Emma Adbåge, Le sac – Cambourakis 2026 (trad. Catherine Renaud)

Sur la couverture une petite fille, grimpée sur une escabelle, cache son visage dans un immense sac poubelle qui remplit la page. En bas de l’image, un autre enfant encourage sa sœur. Dans le coin à droite, un bout d’aspirateur, semblable à un dangereux serpent, gît, comme s’il avait fini de dévorer sa dernière proie. Le titre prend toute la place, alors qu’il est si court : le sac.
Nous entrons dans la pièce principale : rangée, carrée, tous les sens racontent la même chose, les parents ont profité du week-end sans enfant pour faire le ménage. Les enfants commencent leur enquête et formulent rapidement une déduction : « on ne peut pas ranger tant que ça sans rien jeter. » Et de désigner le coupable : le sac. À l’étage, où le coupable est ramené, on voit une planche à repasser, des livres empilés dans la bibliothèque. Les dessins encadrés l’indiquent autant que le bureau de travail où tout est bien aligné : ici vivent des adultes. En bas de la page, des dessins de bonhomme-bâton scotchés sur la porte de la chambre invitent à pénétrer dans l’univers des enfants.
Le sac est disposé au centre de la chambre et son contenu méthodiquement et scrupuleusement vidé. L’inventaire évoque une réécriture enfantine de la complainte du progrès de Vian (Une tourniquette pour faire la vinaigrette/ Un bel aérateur pour bouffer les odeurs/ Des draps qui chauffent/ un pistolet à gaufres), les filles vident pièce après pièce l’immense sac et en ressortent la tête de la Petite Sirène en lego, une boîte à pastilles remplie de sable de Grèce (qui vient en fait du parking devant chez le dentiste), des lunettes de natation sans verre, une cuillère pour nourrir les poupées, et le pire de tout, Cousinou, un bout de bois qui ressemble à un bébé cousin, dont les filles se sont occupées tout l’été et que les parents ont voulu faire disparaître !

Tout ce qui fait l’intelligence des albums d’Emma Adbage se retrouve ici : elle met en scène le point de vue des enfants et leur logique implacable qui s’oppose à celle des adultes.
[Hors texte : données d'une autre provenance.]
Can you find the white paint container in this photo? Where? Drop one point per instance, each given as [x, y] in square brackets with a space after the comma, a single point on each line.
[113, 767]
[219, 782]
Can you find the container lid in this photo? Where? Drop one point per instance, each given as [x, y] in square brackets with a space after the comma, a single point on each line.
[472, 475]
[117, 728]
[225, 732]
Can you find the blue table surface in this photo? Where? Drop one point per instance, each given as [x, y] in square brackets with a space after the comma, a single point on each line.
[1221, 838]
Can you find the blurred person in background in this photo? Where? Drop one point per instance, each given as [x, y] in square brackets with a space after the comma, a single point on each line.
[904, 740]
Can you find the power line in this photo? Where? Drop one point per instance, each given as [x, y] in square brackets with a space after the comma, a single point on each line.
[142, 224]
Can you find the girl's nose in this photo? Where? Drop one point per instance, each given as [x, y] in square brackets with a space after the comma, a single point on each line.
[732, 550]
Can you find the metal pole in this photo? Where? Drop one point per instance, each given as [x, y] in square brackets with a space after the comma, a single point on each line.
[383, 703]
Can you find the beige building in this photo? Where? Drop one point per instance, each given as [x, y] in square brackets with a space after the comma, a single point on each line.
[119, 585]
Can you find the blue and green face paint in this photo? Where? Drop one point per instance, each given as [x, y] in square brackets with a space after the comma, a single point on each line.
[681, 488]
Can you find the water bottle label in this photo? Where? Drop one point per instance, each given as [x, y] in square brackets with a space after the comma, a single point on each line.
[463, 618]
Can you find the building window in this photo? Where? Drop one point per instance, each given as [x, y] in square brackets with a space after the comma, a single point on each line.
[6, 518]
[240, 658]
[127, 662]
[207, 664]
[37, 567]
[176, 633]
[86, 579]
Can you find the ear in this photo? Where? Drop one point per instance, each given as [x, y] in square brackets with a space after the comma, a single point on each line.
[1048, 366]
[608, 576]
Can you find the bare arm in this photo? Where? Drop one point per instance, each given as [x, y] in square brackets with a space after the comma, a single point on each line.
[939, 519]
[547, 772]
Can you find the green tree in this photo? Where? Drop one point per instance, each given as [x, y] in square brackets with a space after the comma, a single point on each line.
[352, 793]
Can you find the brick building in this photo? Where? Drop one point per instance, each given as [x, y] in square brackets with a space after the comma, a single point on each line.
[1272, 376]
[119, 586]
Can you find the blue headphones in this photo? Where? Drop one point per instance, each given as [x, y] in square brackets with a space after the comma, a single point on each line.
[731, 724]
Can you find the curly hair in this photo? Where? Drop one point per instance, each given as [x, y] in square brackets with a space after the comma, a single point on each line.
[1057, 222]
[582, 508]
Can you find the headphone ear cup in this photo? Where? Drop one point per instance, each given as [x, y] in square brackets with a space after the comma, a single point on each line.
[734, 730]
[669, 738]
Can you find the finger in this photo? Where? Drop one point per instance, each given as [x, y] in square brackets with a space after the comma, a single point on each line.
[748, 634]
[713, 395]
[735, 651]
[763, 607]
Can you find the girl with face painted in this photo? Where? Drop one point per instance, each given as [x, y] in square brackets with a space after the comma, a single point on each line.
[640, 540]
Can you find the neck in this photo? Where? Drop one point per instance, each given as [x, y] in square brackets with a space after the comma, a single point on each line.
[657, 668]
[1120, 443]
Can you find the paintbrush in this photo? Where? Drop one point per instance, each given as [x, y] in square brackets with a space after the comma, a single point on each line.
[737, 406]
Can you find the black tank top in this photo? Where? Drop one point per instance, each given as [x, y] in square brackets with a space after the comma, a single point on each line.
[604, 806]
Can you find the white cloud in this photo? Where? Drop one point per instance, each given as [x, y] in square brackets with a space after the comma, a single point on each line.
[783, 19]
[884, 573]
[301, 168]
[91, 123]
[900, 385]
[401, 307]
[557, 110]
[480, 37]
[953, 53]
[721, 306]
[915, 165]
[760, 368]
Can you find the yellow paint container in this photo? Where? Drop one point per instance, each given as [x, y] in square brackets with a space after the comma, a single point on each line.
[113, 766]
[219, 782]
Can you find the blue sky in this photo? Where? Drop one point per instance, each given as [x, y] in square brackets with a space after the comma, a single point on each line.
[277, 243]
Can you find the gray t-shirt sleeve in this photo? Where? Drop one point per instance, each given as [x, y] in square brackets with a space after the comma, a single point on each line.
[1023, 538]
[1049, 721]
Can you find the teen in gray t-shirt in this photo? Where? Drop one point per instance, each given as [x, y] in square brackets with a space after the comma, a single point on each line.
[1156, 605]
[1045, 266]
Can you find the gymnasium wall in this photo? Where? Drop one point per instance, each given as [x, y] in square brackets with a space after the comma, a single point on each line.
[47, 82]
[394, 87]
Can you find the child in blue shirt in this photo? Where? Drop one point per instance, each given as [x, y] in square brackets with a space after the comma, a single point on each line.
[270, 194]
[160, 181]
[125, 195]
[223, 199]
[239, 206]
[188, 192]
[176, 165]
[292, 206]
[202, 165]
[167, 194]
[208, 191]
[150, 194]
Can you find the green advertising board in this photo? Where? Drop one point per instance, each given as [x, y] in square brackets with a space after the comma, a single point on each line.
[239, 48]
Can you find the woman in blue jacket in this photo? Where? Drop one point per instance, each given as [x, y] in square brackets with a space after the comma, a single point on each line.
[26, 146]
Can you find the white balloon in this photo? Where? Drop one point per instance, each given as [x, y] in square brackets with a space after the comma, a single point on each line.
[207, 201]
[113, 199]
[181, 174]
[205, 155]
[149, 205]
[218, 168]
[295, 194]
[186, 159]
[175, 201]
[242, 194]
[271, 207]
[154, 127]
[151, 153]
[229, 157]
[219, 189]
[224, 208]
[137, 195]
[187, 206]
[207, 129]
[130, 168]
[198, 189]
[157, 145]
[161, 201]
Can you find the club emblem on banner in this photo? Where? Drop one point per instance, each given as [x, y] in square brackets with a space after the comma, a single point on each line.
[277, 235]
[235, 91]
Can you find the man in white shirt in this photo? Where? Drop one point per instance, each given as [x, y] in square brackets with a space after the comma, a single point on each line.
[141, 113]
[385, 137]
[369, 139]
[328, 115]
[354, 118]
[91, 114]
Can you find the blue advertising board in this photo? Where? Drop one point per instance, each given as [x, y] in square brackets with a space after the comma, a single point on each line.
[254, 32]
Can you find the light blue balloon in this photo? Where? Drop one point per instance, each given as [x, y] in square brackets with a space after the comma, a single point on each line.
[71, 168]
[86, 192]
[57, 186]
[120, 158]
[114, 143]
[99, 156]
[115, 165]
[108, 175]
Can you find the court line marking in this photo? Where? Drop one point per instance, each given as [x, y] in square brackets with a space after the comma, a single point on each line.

  • Ça ne sert à rien de garder ça, non? dit papa quand Eva sort un morceau de plastique coupant du fond du sac.
  • Mais c’était pour toi, papa, dit Eva.
  • VOUS JETEZ AUSSI LES CADEAUX MAINTENANT ? Je dis.
  • Mais qu’est-ce que c’est ? demande papa.
  • Enfin ! N’importe qui peut voir qu’il s’agit d’un grattoir à glace vraiment parfait, n’est-ce pas ?

Au contraire de certains de ses albums précédents, notamment Le repaire, La nature ou Le jour où on a trouvé Bertule, qui permettaient d’apprécier les talents de peintre d’Emma Adbage qui croque les extérieurs avec des couleurs aux accents fauves, ici dans ces images d’intérieur, les couleurs deviennent plus classiques, tandis que le décor minimaliste raconte le quotidien. Captant l’air du temps comme le peintre d’intérieur par excellence, son compatriote Carl Larsson, Emma Adbage décrit comme personne la vie de famille, dans sa diversité, avec ses petits drames et ses grandes questions.

Dans la tradition des albums scandinaves, la vision de l’enfance est ici émancipatrice. Ce qui domine, c’est le dialogue. Les enfants sont écoutés, les adultes sont dans l’échange. Et l’humour réunit l’adulte-lecteur et l’enfant, qui se sent ici représenté avec justesse.